Training network with M=5


TypeError: dot_general requires contracting dimensions to have the same shape, got (841,) and (3,).



**Question 8** (10 points) Make a single train-validation split of the data with 50% used for training and 50% for testing. Train your neural network using the parameters above for each value of $M$ and give the estimated generalization error. Again, using the same initial weights generated using the scheme above. Then, retrain your network on *all* the data,  make predictions for the test data, and report your prediction for the test data (include in the `report_src/` folder). 

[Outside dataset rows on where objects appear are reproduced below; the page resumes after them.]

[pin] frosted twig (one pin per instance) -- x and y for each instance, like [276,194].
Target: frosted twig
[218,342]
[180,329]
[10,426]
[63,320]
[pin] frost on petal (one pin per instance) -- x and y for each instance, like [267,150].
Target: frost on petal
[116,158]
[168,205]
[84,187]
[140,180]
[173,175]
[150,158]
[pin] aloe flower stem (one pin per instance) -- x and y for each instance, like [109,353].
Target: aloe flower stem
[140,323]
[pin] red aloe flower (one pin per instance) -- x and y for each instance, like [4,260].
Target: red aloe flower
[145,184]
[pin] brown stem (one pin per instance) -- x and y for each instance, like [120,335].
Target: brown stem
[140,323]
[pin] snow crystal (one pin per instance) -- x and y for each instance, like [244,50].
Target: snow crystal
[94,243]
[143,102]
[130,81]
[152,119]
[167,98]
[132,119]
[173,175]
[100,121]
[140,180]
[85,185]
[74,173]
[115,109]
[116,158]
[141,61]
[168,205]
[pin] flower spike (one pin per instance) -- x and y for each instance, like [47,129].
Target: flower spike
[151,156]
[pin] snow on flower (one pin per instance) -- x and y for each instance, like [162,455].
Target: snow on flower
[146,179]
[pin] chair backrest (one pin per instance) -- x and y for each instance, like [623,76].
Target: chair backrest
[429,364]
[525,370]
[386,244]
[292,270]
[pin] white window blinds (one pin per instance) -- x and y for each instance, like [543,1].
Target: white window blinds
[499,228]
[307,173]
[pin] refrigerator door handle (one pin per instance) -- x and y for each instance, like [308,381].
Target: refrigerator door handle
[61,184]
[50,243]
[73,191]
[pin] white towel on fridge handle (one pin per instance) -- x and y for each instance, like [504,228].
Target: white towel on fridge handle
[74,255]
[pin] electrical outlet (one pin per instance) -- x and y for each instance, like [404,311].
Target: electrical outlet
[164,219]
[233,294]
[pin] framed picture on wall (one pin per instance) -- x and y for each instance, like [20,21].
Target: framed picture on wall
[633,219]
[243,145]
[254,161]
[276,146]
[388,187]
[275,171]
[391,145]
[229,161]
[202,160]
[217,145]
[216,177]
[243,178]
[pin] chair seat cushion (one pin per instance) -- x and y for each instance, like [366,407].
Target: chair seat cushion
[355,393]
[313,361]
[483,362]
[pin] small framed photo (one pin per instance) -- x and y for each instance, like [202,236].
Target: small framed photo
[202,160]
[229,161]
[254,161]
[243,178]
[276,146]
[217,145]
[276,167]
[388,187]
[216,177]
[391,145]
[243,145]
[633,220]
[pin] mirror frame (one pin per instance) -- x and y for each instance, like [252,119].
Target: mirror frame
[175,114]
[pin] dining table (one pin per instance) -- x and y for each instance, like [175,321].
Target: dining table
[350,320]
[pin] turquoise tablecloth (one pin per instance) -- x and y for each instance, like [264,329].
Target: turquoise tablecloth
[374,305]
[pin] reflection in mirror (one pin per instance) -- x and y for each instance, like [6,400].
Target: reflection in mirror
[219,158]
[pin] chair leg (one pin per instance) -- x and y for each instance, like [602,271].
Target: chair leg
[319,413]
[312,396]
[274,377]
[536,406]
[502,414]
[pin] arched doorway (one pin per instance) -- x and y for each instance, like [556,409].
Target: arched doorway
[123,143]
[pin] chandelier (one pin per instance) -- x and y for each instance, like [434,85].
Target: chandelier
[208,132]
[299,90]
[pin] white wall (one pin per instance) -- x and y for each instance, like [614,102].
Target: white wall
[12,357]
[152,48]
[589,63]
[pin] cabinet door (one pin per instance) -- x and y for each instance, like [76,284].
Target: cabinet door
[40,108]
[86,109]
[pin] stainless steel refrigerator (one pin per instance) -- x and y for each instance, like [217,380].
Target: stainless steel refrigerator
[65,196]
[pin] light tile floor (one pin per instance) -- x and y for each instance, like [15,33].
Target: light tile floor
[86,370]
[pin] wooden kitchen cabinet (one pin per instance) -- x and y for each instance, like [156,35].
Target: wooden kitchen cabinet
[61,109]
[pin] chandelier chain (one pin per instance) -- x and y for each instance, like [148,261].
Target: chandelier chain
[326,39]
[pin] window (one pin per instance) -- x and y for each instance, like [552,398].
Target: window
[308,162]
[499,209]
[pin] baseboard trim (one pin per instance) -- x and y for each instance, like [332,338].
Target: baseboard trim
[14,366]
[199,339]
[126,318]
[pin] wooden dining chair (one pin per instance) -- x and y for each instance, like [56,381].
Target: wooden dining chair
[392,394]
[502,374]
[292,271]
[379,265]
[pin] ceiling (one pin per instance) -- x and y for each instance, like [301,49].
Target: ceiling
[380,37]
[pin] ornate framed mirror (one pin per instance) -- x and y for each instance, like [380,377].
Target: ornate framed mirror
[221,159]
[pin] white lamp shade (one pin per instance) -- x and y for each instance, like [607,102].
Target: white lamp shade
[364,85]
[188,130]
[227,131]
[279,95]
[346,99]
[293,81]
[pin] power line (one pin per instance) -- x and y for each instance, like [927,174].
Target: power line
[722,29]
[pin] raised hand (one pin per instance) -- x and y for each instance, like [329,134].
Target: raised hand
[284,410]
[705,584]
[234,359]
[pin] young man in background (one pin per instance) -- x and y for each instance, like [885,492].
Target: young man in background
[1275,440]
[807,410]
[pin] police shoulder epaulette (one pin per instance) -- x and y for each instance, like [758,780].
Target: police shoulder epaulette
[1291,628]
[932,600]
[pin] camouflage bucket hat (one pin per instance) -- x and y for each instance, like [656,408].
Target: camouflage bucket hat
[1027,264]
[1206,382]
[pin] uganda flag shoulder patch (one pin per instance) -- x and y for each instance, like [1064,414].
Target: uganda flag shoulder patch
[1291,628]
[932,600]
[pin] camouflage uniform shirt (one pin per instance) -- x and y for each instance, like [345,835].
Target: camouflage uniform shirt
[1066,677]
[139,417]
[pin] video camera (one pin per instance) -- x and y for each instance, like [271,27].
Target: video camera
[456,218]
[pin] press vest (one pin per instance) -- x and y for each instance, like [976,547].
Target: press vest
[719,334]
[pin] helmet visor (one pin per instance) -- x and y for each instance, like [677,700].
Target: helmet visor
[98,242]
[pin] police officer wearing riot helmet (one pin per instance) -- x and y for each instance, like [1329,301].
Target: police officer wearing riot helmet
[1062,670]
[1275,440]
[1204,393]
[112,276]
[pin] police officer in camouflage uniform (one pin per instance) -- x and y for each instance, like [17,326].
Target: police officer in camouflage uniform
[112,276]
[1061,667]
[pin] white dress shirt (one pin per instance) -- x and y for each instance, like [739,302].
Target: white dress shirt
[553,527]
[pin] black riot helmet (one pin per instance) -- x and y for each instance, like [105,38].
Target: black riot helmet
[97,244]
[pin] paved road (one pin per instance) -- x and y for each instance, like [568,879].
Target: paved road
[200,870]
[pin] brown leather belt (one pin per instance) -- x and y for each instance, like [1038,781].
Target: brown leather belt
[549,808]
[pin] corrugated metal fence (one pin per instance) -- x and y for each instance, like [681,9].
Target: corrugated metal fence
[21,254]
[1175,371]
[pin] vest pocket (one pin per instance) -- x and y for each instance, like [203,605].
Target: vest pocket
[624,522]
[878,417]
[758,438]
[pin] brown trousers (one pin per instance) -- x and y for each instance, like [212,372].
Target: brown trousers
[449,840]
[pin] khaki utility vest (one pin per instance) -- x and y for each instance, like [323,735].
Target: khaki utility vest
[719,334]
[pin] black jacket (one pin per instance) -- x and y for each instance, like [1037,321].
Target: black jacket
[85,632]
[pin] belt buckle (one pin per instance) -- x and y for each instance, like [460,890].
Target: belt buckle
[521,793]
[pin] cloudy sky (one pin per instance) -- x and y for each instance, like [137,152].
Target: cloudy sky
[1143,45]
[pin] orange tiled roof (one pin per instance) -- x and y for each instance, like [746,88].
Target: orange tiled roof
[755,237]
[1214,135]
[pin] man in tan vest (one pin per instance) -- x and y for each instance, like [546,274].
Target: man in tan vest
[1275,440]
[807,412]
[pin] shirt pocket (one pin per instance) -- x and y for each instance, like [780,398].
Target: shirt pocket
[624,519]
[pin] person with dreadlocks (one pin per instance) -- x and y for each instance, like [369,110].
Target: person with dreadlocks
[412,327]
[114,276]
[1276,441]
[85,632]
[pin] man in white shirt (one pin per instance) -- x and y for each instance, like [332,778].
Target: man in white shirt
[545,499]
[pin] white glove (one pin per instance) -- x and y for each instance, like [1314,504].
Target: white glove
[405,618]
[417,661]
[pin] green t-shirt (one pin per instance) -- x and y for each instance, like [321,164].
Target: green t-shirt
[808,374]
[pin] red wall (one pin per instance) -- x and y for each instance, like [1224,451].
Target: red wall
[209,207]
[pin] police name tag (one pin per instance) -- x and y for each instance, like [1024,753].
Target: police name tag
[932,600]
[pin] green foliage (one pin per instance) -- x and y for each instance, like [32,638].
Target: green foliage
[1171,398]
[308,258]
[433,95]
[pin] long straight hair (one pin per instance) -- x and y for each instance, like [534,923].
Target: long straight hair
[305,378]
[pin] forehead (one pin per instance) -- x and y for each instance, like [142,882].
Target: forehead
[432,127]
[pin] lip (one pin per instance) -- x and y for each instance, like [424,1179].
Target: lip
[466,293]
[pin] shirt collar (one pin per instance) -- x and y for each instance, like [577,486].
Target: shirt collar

For the test data predictions, you will be required to submit a `.csv` file with two columns: an "Id" column and a "Category" column classifying the integer prediction for each element in `X_tst`. A sample solution using randomly predicted outputs can be generated as follows:

```python
import numpy as np
import csv

def write_csv(y_pred, filename):
    """Write a 1d numpy array to a Kaggle-compatible .csv file"""
    with open(filename, 'w') as csv_file:
        csv_writer = csv.writer(csv_file)
        csv_writer.writerow(['Id', 'Category'])
        for idx, y in enumerate(y_pred):
            csv_writer.writerow([idx, y])

data = np.load('data.npz')
X_tst = data['X_tst']
y_pred = np.random.randint(0, 3, size=len(X_tst)) # random predictions
write_csv(y_pred, 'submission.csv')
```

You can use the write_csv helper function in your code if you find it helpful to ensure that your solution is in the correct format.

Report your code directly in the report, and the following:

- What value of $M$ you chose.
- The estimated generalization error.
- The prediction on the test data (in a CSV file, named `submission.csv`).